Sara Boruc ma za sobą naprawdę trudny czas. Niedawno poinformowała swoich fanów na Instagramie, że wyczuła na piersi niepokojącą zmianę. Żona Artura Boruca opowiedziała w serii nagrań o niepokoju, strachu i towarzyszących jej wątpliwościach oraz zachęcała internautów do regularnego odwiedzania gabinetu lekarskiego. Wyniki badań na szczęście nie potwierdziły żadnego z najgorszych scenariuszy.

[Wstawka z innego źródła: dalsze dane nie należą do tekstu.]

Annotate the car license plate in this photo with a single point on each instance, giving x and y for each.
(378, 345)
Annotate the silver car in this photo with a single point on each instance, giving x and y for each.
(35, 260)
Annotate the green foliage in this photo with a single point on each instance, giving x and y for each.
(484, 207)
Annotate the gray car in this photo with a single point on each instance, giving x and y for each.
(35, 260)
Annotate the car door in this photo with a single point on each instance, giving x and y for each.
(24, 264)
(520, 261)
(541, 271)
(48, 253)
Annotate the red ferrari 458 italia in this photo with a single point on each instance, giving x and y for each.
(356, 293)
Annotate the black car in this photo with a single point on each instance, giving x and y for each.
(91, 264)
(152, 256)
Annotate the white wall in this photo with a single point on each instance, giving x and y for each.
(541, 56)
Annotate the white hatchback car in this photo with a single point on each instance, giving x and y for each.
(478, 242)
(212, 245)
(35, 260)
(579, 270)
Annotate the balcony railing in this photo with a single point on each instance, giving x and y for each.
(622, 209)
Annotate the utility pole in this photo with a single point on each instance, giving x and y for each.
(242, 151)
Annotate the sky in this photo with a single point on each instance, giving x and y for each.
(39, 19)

Modowa influencerka świętowała swoje 36. urodziny. Z tej okazji pochwaliła się na InstaStories licznymi prezentami od znanych osób, między innymi od Maffashion, której imię synka zdradziła niedawno w jednym z komentarzy. Sara dostała od swojego ukochanego ogromny bukiet róż. Jubilatka pokazała także, jak jej mąż próbuje ustawić w przestrzeni bukiety kwiatów i wieszczyła mu przebranżowienie się na florystę.
Prawdziwą niespodziankę przygotowali dla Sary jej najbliżsi. Mąż razem z córkami uczcił jej kolejne urodziny dwoma tortami z błyskającymi fontannami. Na każdym z ciast znajdowała się świeczka w kształcie liczby osiemnaście. Ten nietypowy sposób na "odmłodzenie" doceniła jubilatka:
Osiemnaście? No to ja rozumiem - żartowała w relacji, na której uwieczniła urodzinowe przyjęcie.
O instagramowym świętowaniu nie zapomniał także mąż Sary. Artur Boruc na swoim profilu zamieścił zdjęcie ukochanej, do którego dodał wymowny opis:
Sto lat Najpiękniejsza! Dziękuje, ze mogę spędzać z Tobą życie. Kocham Cię.
Na instagramowe życzenia Artura odpowiedziała jego 36-letnia żona:
Kocham Cię – napisała w komentarzu.
A Wy czego życzycie Sarze z okazji jej 36. urodzin?